My invitation came by email, though I wasn’t sure from whom. I pinged a Muslim friend and learned she was going to attend so I turned in my rsvp, “yes.” But what was a Pre-Ramadan dinner? Should I wear a veil? Would I have to take my shoes off? Would the program be long and boring? Would we have to wait until sundown to eat – oh no, thank goodness Ramadan did not start until the following morning.
The event turns out to have been a program of the S.C. Dialogue Foundation who are primarily Turkish. It was quite pleasant, with an eclectic mix of guests, perhaps ¾ of whom were not Muslim. We all visited around for a bit while the hosts scurried to finish putting dinner in place. We watched about a five-minute powerpoint about the five pillars of Islam and then spent our remaining time just talking, making new friends, swapping business cards and email addresses, and enjoying delicious foods for which I have no name (but which did not prevent me from sampling with abandon).
Why does a busy Pagan with a full life take time to go to a strange address to eat dinner with people I’ve never met and let them talk to me about their religion? Several things come to mind: first, curiosity, that’s a big one. I want to know everything about everything. I want to understand what makes “those people” think the way they do. I can see they are not so different from me, so what is it that they get out of their religion that just doesn’t do it for me? Oddly, the fear that some people have of interfaith is that it may lure them away from their present religion. Those of us who are involved know that the opposite is usually true. The fresh perspective found in other religions and spiritualities flexes my mind, brings me fresh insight, and leaves me better-grounded in my own faith.
I also go to these things because of the for-me-adventurous food. Feed me and I will come. All kinds of good things happen over food, from laughter back in the kitchen, to the relaxed mood over dinner which leads to heartfelt conversation. I was grateful that our hosts were at ease having a crowd in for a meal.

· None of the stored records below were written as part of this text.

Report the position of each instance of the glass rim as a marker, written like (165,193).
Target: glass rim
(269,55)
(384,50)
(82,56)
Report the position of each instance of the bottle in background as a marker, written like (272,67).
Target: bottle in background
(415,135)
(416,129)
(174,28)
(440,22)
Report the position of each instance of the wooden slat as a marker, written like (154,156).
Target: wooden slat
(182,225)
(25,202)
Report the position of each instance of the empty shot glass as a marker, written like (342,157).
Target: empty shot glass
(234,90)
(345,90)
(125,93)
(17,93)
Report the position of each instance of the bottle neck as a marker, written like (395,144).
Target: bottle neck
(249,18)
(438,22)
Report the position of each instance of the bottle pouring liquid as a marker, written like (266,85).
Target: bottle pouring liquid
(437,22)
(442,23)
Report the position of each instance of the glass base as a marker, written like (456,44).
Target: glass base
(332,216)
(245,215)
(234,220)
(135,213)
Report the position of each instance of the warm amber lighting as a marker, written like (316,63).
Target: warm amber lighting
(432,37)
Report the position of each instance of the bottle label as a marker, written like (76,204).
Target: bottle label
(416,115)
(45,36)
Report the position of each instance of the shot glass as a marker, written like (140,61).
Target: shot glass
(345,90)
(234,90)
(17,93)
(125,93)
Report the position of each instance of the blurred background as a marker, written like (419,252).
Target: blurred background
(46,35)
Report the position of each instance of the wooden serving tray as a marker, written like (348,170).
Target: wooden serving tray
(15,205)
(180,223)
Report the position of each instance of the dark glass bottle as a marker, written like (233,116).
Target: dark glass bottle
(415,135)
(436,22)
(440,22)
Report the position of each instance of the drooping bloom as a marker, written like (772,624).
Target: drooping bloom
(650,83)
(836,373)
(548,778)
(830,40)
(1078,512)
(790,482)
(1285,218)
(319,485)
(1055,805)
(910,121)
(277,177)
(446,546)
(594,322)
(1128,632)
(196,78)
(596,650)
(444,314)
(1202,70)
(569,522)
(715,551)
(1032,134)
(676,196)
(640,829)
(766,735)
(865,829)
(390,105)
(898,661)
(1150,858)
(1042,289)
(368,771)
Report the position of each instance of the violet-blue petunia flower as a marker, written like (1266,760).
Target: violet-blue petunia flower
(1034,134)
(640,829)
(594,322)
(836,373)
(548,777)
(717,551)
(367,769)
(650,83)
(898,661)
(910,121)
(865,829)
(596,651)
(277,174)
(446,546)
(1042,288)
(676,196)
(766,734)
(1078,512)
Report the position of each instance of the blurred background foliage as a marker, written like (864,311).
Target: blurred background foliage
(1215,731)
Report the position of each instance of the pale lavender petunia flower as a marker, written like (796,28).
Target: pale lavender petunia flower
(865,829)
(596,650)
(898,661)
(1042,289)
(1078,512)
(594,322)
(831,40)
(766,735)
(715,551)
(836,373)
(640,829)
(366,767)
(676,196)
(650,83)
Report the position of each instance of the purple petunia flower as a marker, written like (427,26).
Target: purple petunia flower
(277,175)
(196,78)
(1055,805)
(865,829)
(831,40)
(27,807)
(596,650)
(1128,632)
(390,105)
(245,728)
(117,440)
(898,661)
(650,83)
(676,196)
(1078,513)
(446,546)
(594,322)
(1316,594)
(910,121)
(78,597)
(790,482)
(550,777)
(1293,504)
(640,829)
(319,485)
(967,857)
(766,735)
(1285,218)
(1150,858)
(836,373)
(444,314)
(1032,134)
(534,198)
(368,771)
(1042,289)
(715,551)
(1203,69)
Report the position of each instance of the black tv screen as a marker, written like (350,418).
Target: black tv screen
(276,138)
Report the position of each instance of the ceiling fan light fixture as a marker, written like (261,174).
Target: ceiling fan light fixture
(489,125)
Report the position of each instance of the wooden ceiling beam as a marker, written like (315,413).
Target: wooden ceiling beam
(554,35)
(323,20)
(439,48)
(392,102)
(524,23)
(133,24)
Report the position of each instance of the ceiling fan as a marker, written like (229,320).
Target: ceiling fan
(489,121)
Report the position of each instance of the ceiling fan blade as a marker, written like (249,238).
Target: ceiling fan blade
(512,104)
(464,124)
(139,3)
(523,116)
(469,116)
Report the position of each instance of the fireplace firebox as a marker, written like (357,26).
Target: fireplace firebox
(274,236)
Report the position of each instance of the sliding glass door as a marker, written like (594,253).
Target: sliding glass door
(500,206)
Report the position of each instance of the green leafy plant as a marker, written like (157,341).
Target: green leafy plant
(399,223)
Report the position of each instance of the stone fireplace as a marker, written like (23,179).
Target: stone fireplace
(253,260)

They knew how to make us comfortable, they did not clump up with people they knew and ignore newcomers. With a Turkish engineer who is finishing his PhD here, I discussed the remarkable temple ruins found in Urfu. With my girlfriends Zara and Cheryl (Muslim and UU) we talked about exceptions from fasting, like when you are pregnant, nursing or during your menstrual cycle (also if you are sick, disabled, etc.), and how you can make up the time later in the year, if you wish. We briefly compared the depravation of fasting to the practice of ordeal (e.g., piercing, suspension) by some Pagans and Hindus. I did learn that Muslim fasting is overtly intended to imprint in you the feeling of hunger so that you will always feel compassion for the poor and hungry around you. Charitable giving for the year happens during Ramadan, and it is a percentage of your assets, not your income, and it has to be for immediate human need, like hunger or shelter. Even the Turkish protestors sat down at long “tables” in the streets to share a meal together at sundown last night.
Islam has been the most difficult religion for me to get comfortable with since becoming involved with interfaith. There are some large cultural divides between even moderate Muslim practice and much of who I am as a Pagan. But by deliberately choosing to look for friendships with each other, my Muslim friends and I are learning to live out the slogan on my car bumper, “Coexist.” Coexistence doesn’t mean we understand everything or agree on much. Rather, we are learning a subtle but beautiful dance which enables us to enjoy new relationships with each other. And if we are paying attention, we learn from each other.
A friend made the comment to me recently, “I’m just not cut out for interfaith work.” I replied that I derive a pleasure from it which is similar to visiting new places. It’s like a regular habit of travel, except that my new places are people in all their countless permutations of spirituality, culture, religion, ethnicity, belief, practice, costume, and life experience. And who doesn’t like to travel?